There are varying reasons to why Sparta haven’t had the same success in past seasons as they have enjoyed previously and as such they haven’t brought a trophy back to their Letná base since 2010 – an absolute lifetime for a club built around prolificacy in the national game. Four successive failed attempts at reaching the Group Stages of the Champions League – one can be ignored as they fell to Arsenal in 2007, but the back-to-back eliminations by Panathinaikos and then, embarrassingly, to Slovakian champions Žilina – highlighted that times were changing. Viktoria Plzeň and Slovan Liberec have won the league title the past two seasons and last year in the Champions League Plzeň made a name from themselves drawing compliments on their playing style while facing Barcelona, taking points off Milan and dragging Schalke into extra-time in the Europa League. Meanwhile while all that was going on, Sparta failed to make it into the Europa League proper as they lost on aggregate to Vaslui of Romania.
Plzeň’s successes showcased that in order to thrivem not only a healthy business model was needed, but so was good footballing philosophy. For a team still heavily indebted to the ‘old guard’ and the ‘old ways’, change was needed and a shift in focus towards the stars of tomorrow would have to be enforced.
The transition has not been easy. If they had stuck to their original train of thought they may well have won the league last year, but this ‘new’ Sparta is clearly wielding results and is undergoing quite the visual evolution. There have been bumps along the road but the signs are there to see; Sparta’s rebuilding process is certainly on the right track. When they click they can produce the kind of football only seen by those in the red and blue of Plzeň, or those watching Dukla’s Czech styled Tiki-taka.

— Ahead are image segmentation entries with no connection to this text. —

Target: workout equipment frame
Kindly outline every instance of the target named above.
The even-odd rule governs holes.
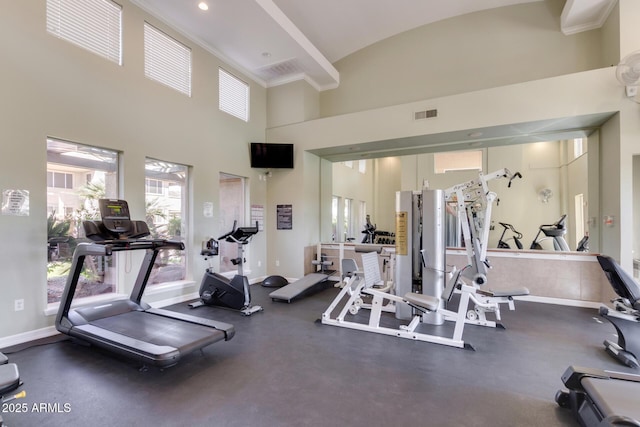
[[[218,341],[228,341],[233,325],[152,308],[142,301],[151,270],[160,250],[183,250],[182,242],[145,239],[144,221],[131,221],[124,200],[100,200],[102,221],[84,221],[92,243],[80,243],[73,254],[71,270],[60,300],[56,329],[89,344],[133,360],[166,368],[182,356]],[[87,304],[71,308],[73,296],[87,256],[112,256],[117,252],[145,252],[129,299]]]
[[[600,306],[600,316],[616,329],[617,342],[604,340],[607,353],[631,367],[640,367],[640,285],[611,257],[598,255],[604,271],[618,298],[611,300],[613,310]]]
[[[235,243],[238,246],[238,257],[231,260],[233,265],[238,266],[238,274],[233,279],[229,279],[222,274],[213,271],[213,267],[207,268],[200,284],[200,300],[189,304],[190,308],[197,308],[203,305],[225,307],[237,310],[245,316],[262,311],[262,306],[251,305],[251,290],[249,279],[244,275],[243,265],[244,247],[251,242],[253,236],[258,233],[258,222],[255,227],[237,227],[233,223],[233,229],[227,234],[219,237],[227,242]],[[207,248],[203,249],[201,255],[211,257],[218,255],[218,242],[210,239]]]
[[[416,286],[416,288],[422,292],[413,292],[416,277],[413,276],[411,280],[407,280],[402,275],[403,269],[406,272],[407,270],[412,271],[416,267],[415,262],[407,262],[415,259],[415,252],[410,253],[408,247],[400,247],[399,250],[396,247],[396,260],[400,261],[396,268],[401,273],[396,275],[395,286],[383,283],[383,286],[378,289],[376,289],[375,285],[376,283],[382,283],[382,281],[380,280],[377,254],[363,254],[364,271],[358,272],[347,279],[346,285],[324,311],[320,321],[327,325],[472,349],[473,347],[462,339],[465,324],[496,327],[498,323],[487,320],[486,313],[495,313],[496,319],[500,320],[500,304],[506,303],[509,309],[513,310],[515,309],[513,296],[527,295],[529,293],[526,288],[502,292],[480,289],[481,285],[484,285],[487,281],[486,271],[489,268],[489,263],[486,260],[488,225],[491,217],[491,204],[496,198],[495,193],[488,190],[487,181],[502,177],[508,177],[511,181],[519,176],[520,174],[511,175],[508,170],[503,169],[488,176],[480,174],[478,180],[457,185],[446,192],[442,190],[423,190],[420,197],[415,198],[413,197],[414,194],[404,192],[409,193],[406,199],[417,199],[419,203],[411,205],[413,206],[411,213],[407,211],[400,212],[400,216],[404,219],[402,222],[397,223],[397,228],[403,230],[402,233],[400,230],[397,233],[398,241],[405,242],[406,246],[411,244],[413,249],[416,246],[418,248],[421,247],[420,241],[436,242],[433,249],[431,249],[431,256],[428,256],[430,255],[428,250],[420,249],[418,253],[420,268],[418,268],[418,271],[422,273],[421,277],[419,277],[419,279],[422,279],[422,285],[425,284],[424,273],[431,273],[429,280],[433,280],[433,283],[431,283],[433,286],[427,292],[438,293],[430,295],[425,292],[425,287],[419,289],[420,286]],[[444,223],[443,202],[445,195],[457,203],[459,212],[466,212],[464,217],[466,220],[461,219],[461,223],[468,257],[468,265],[465,268],[451,272],[446,287],[441,285],[441,282],[444,282],[445,275],[445,247],[444,239],[441,235],[443,232],[442,224]],[[398,200],[401,199],[402,195],[399,195]],[[418,206],[417,208],[416,205]],[[402,206],[402,201],[397,202],[397,211],[400,210],[398,206]],[[422,212],[420,207],[422,207]],[[432,213],[432,215],[425,215],[425,212]],[[416,225],[415,221],[413,221],[414,218],[420,218],[423,222]],[[424,218],[428,219],[425,220]],[[469,224],[472,225],[470,226]],[[414,229],[422,230],[422,239],[417,238],[416,233],[408,232],[408,230]],[[407,232],[405,233],[405,231]],[[425,239],[425,235],[429,237]],[[429,258],[430,263],[427,262],[427,258]],[[402,264],[403,260],[404,265]],[[465,282],[463,276],[470,278],[472,283]],[[399,283],[399,281],[403,283]],[[411,286],[409,291],[405,291],[407,285]],[[440,289],[439,291],[438,288]],[[460,294],[456,311],[445,308],[445,304],[450,301],[454,291]],[[371,303],[365,303],[365,299],[368,300],[369,298]],[[473,304],[473,310],[469,310],[470,303]],[[355,317],[348,317],[349,315],[357,315],[361,309],[369,310],[368,321],[363,323],[359,322]],[[338,314],[333,317],[336,311]],[[408,325],[400,325],[398,328],[381,326],[383,312],[394,313],[397,319],[410,319],[410,322]],[[407,312],[409,312],[409,316],[407,316]],[[453,334],[450,337],[417,331],[417,327],[421,323],[441,324],[444,321],[454,322]]]
[[[556,403],[571,409],[583,427],[640,427],[640,375],[569,366],[562,375],[567,389]]]

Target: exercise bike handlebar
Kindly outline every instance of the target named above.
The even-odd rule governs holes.
[[[565,228],[564,221],[566,218],[567,218],[567,214],[564,214],[560,217],[559,220],[557,220],[553,224],[542,224],[540,228],[543,228],[543,227]]]
[[[219,239],[224,239],[225,241],[231,242],[231,243],[239,243],[239,244],[246,245],[251,241],[253,236],[258,234],[258,231],[260,230],[258,227],[258,221],[256,221],[255,227],[237,227],[236,228],[236,224],[237,224],[237,221],[234,221],[233,230],[231,230],[229,233],[223,236],[220,236]]]
[[[511,178],[509,178],[509,183],[507,184],[507,188],[511,188],[511,181],[513,181],[516,178],[522,178],[522,174],[520,172],[516,172],[513,175],[511,175]]]
[[[507,224],[505,222],[498,222],[498,224],[500,224],[501,226],[503,226],[505,228],[505,230],[509,229],[513,232],[513,234],[515,234],[516,239],[522,239],[522,233],[519,232],[518,230],[516,230],[515,228],[513,228],[513,225],[511,224]],[[502,233],[504,235],[504,232]],[[502,240],[502,238],[501,238]]]

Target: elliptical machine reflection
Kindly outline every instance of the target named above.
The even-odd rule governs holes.
[[[238,274],[233,279],[229,279],[222,274],[213,271],[213,267],[207,268],[200,285],[200,301],[189,304],[190,308],[197,308],[203,305],[219,306],[238,310],[245,316],[262,311],[259,305],[251,305],[251,291],[249,290],[249,279],[243,275],[242,265],[244,259],[244,246],[249,244],[253,236],[258,233],[258,223],[255,227],[238,227],[233,223],[233,229],[218,239],[238,245],[238,257],[231,260],[233,265],[238,266]],[[206,247],[200,252],[205,259],[218,255],[218,241],[209,239]]]
[[[538,234],[531,242],[529,249],[542,250],[542,242],[547,239],[553,239],[553,249],[556,251],[570,251],[567,241],[564,239],[564,235],[567,234],[566,225],[567,215],[564,214],[559,220],[553,224],[542,224],[538,229]],[[539,238],[540,233],[545,237]],[[589,233],[585,233],[584,237],[578,243],[576,248],[578,252],[589,252]]]

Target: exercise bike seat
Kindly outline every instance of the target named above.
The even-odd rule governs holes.
[[[20,385],[20,373],[18,365],[15,363],[6,363],[0,365],[0,396],[15,390]]]
[[[423,294],[416,294],[415,292],[408,292],[404,294],[403,298],[409,304],[426,308],[429,311],[437,311],[438,307],[440,306],[440,298],[436,298],[431,295],[423,295]]]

Off the field the efforts of their well respected former director Lukáš Přibyl, who sadly died of sudden heart failure almost a year to this day, must be applauded as he sought to alter Sparta’s image publicly, but on the pitch after a few changes in manager, that task has been handed to Vítězslav Lavička. The transformation under the former Sydney FC coach this season can best displayed by his side’s performances in the Europa League; often clinical but still a little timid. They dismantled Feyenoord in qualification and then when they made the trip to Lyon, they looked almost in awe of the situation. Sparta however qualified second in their group behind Lyon and in the process dismantled Athletic Bilbao, the finalists of last year, in the Czech Republic.
The crux of the team is now not the battle-weary veterans chomping at the bit for the limelight for a final time, but talented and hungry youngsters who have the promise to play at the highest level. Tomáš Vaclík – Sparta’s first choice goalkeeper – has positioned himself as the likely successor to Petr Čech, Ladislav Krejčí has enjoyed a breakout twelve months and looks like he can only improve, Josef Hušbauer is one of best box-to-box midfielders in the league and everybody has heard of Václav Kadlec who, when he isn’t the subject of bad luck, has been enjoying a renaissance period at the ripe old age of twenty.
While Sparta are not expected to defeat Chelsea, there remains hope and optimism that they can spring a surprise given the London club’s erratic form of late under Rafael Benitez. If Brentford can hold the likes of Oscar, Torres and Lampard to a draw then Sparta certainly can cause an upset. But while everybody is enjoying this high profile tie and the return of Petr Čech, it primarily remains a tool to aid the progression of the side and, rather prominently, earn some money.
Nights like these may have been few and far between for Sparta in the past few years, but all the signs are there that they could become a regular occurrence once more. And if Plzeň continue as they are, then that will be absolutely fantastic for all of Czech football.